Het project betreft de verbouwing van een bakkerij in de Stationsstraat tot appartementen. De plannen voorzagen in twee overdekte staanplaatsen langs de Stationsstraat en één parkeerplaats langs het Vestbarmstraatje. Tijdens het openbaar onderzoek werden twee bezwaarschriften ingediend waarin erop werd gewezen dat de zgn. carports langs de Stationsstraat volgens het plan slechts een diepte hebben van 4,5 meter, wat onvoldoende is. Daardoor zouden de auto's een deel van de stoep innemen. De indieners van de bezwaarschriften waren overigens van mening dat de bouwheer er ten onrechte van uitging dat het voetpad op zijn eigendom is aangelegd en moet worden omgevormd om toegang te verlenen tot de staanplaatsen. Langs de zijdelingse perceelsgrens met huisnummer 17 wou de bouwheer bloembakken plaatsen om deze zone af te schermen. In de nota van de architect luidt het als volgt: "Het huidige tracé van het voetpad zal moeten worden aangepast daar dit over privé terrein loopt. Wij vragen dan ook om de huidige inplanting van de boom + boordsteen te verwijderen."

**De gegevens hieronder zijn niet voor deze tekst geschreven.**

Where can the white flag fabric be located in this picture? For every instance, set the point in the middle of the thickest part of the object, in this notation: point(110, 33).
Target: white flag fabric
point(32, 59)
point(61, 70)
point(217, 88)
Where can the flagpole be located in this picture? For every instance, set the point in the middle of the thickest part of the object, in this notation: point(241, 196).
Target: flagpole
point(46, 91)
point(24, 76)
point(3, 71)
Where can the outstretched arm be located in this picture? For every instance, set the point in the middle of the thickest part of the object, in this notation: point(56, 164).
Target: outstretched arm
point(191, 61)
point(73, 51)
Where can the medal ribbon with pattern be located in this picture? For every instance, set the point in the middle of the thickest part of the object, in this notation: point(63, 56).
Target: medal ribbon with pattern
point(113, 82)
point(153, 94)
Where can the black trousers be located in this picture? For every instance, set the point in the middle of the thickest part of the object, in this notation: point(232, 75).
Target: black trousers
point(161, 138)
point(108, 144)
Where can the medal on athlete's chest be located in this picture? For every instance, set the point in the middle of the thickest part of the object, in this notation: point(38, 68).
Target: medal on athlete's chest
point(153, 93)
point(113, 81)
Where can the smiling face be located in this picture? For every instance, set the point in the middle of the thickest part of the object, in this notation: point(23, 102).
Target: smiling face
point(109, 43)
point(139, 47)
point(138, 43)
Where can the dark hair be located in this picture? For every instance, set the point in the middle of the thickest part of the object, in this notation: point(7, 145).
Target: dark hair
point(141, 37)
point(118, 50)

De stedelijke dienst Openbare Werken gaf weliswaar een gunstig advies, maar verbond daaraan onder meer de volgende voorwaarden:

"De rooilijn valt samen met de voorgevel en wordt niet weergegeven op de plannen. Er mogen geen ondergrondse of bovengrondse constructies voor de rooilijn geplaatst worden. De boom, boordsteen en het voetpad dient behouden te blijven. De voetpadzone dient obstakelvrij te zijn en een vrije hoogte van 2,10 m te hebben."

De stedelijke dienst Mobiliteit concludeert in zijn advies het volgende:

"De Stationsstraat is gelegen in een A-straat en de gevel heeft een breedte van 6,40 meter. Volgende voorschriften zijn van toepassing:

[...]

6. Een garage, een garagebox of carport met de volgende minimumafmetingen: 5 m lang, 2,75 m breed en een minimum vrije hoogte van 2,00 m langs de toegangszone voor de wagen.

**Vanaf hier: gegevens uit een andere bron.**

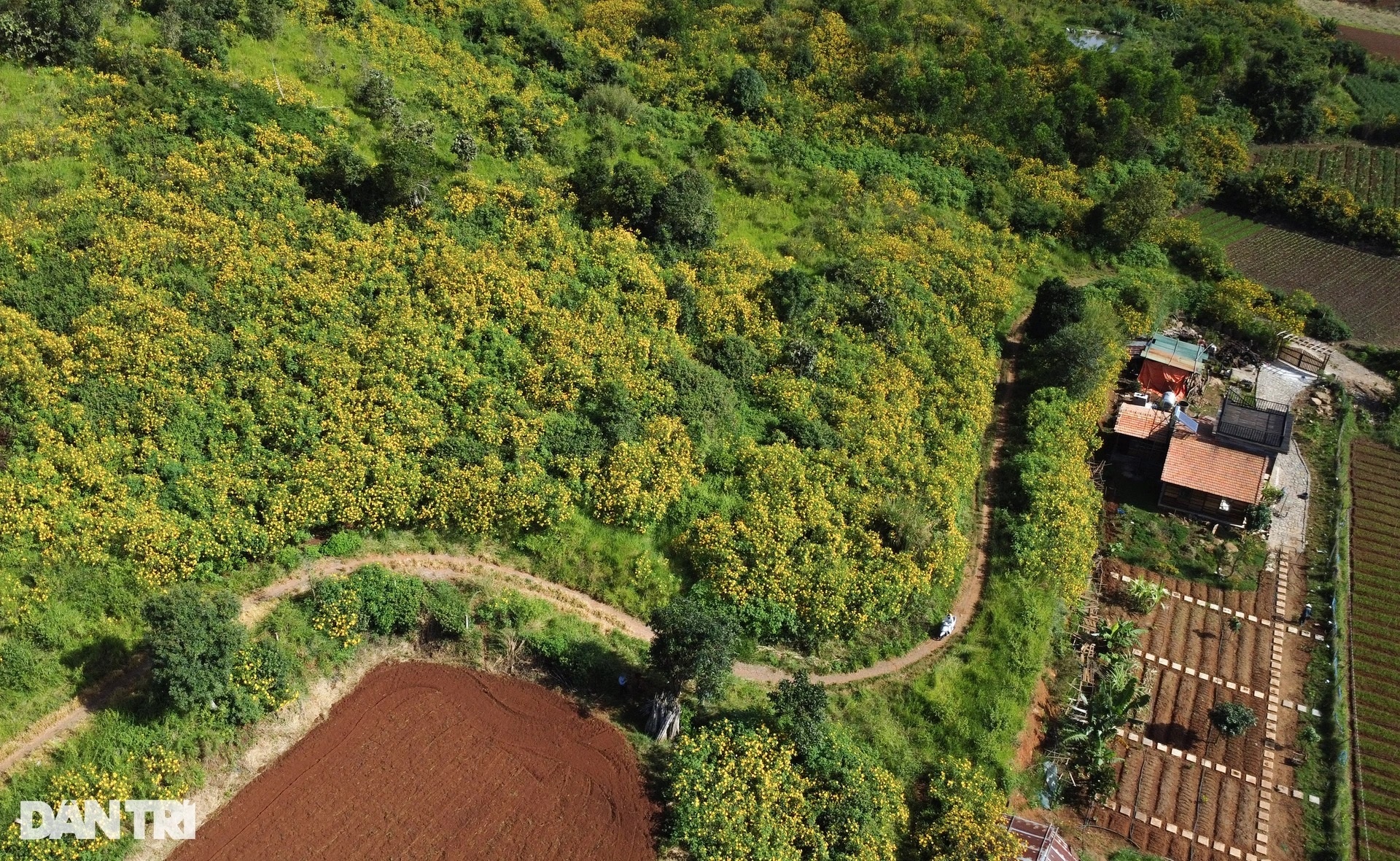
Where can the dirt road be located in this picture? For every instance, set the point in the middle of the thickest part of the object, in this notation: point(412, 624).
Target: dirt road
point(444, 566)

Indien de toegang tot de appartementen en de fietsberging zich achteraan in de carport bevindt, moet er een vrije doorgang voor de inkom voorzien zijn met een breedte van 1,20 m en voor de toegang naar de fietsberging moet er vrije doorgang voorzien zijn met een breedte van 1,50 m. Er mogen geen bloembakken op openbaar domein geplaatst worden, zodat voetgangers niet gehinderd worden.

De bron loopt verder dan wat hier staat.